Principal Investigator: Dr. Philip Awadalla

Affiliation: Ontario Institute for Cancer Research

Start Year: 2021

While the majority of the human genome is identical among individuals, there are some regions that differ. These variable regions often have important biological impacts, as specific genetic variants have different abilities to perform biological functions. To identify which genetic variants an individual has, their DNA is compared to a gold-standard reference genome, and differences between the individual and the reference are identified. This is done with short-read sequencing data, where the DNA has been chopped into millions of small pieces that are pieced together using the reference as a guide.
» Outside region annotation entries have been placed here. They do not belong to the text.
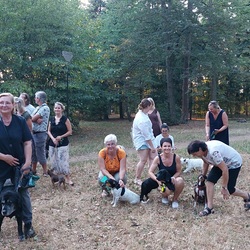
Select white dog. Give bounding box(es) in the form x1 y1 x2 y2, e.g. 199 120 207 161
106 179 140 207
181 157 203 173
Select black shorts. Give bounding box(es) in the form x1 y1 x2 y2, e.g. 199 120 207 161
207 166 241 194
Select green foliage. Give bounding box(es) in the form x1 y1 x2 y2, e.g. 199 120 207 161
0 0 250 124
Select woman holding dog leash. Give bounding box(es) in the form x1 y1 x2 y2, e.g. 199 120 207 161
98 134 127 197
0 93 36 238
132 98 157 185
205 101 229 145
187 140 250 216
48 102 74 186
148 138 184 208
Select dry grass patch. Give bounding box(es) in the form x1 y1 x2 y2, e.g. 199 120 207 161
0 121 250 250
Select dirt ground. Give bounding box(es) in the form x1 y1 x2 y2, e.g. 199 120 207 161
0 120 250 250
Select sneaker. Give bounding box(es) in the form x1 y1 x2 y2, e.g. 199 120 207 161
161 198 168 205
24 222 36 239
172 201 179 208
244 194 250 211
134 179 142 186
101 190 109 198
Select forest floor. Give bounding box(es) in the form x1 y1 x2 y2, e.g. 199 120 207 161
0 120 250 250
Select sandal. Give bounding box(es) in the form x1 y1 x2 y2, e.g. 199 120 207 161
199 207 214 217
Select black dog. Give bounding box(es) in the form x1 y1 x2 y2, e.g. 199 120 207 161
47 169 66 190
140 169 175 203
192 174 207 208
0 187 25 241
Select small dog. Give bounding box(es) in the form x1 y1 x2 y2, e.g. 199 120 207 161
48 169 66 190
192 174 207 208
106 179 140 207
181 157 203 173
0 186 25 241
140 169 175 203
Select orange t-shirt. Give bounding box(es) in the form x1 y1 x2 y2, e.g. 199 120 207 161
99 148 126 175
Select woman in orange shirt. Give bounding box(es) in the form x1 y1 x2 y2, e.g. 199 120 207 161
98 134 127 197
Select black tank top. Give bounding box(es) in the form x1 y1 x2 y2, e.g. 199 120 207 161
158 154 176 176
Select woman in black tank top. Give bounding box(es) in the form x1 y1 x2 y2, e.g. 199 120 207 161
148 138 184 208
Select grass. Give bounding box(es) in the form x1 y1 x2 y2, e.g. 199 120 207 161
0 120 250 250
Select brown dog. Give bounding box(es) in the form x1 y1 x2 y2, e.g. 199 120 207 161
192 174 207 208
48 169 66 190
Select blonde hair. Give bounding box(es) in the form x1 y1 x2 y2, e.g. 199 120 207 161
54 102 65 111
0 92 14 114
138 98 151 110
104 134 117 144
148 97 155 108
14 97 25 113
208 101 220 109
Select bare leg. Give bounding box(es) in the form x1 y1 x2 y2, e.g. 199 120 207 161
231 188 249 200
206 181 214 209
32 162 37 174
173 177 184 201
148 150 157 168
135 149 149 179
42 163 48 175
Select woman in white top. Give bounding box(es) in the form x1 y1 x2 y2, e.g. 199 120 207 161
155 123 175 153
132 98 157 185
187 140 250 216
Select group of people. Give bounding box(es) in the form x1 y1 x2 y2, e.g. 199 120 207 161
0 91 74 238
98 98 250 216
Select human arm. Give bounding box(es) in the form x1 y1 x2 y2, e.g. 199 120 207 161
56 118 72 142
0 153 19 167
119 156 127 187
156 111 162 127
146 140 156 153
205 111 210 141
217 161 230 199
47 122 58 146
171 155 182 184
98 155 115 180
26 118 32 132
202 160 209 176
21 140 32 174
148 156 161 185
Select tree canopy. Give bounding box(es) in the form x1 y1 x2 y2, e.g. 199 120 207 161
0 0 250 124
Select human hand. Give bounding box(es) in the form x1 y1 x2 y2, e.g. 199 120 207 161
221 188 230 200
36 118 43 124
119 179 125 187
21 164 31 175
171 176 175 184
52 138 58 146
214 129 219 135
4 155 19 166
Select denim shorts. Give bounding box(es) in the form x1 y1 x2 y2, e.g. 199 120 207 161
137 144 149 150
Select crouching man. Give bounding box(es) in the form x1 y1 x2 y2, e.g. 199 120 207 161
187 140 250 216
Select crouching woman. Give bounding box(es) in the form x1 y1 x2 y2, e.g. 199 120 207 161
98 134 127 197
148 138 184 208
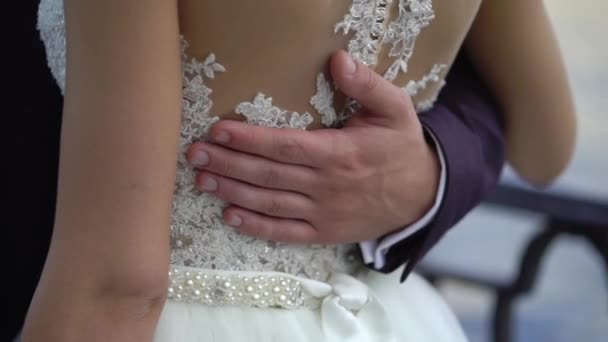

However, for regions that contain many variants, the DNA is too different to be compared to the reference and specific genetic variants cannot be identified. This is true for individuals of African and Asian ancestry, who have more differences from the gold-standard reference genome, and who are understudied in genomic research compared to individuals of European ancestry. We are developing a computational approach that improves the ability to identify these genetic variants and will be testing and validating it on selected individuals from CanPath with diverse ethnicities. To evaluate the accuracy of our approach, we will compare our predictions with the variants identified from modern long-read sequencing technology that uses longer pieces of DNA to more accurately compare to the reference genome. We hypothesize that our approach will be able to accurately identify genetic variants in complex regions using short-read sequencing data, allowing for elusive variants to be identified from the thousands of individuals with short-read sequencing data available.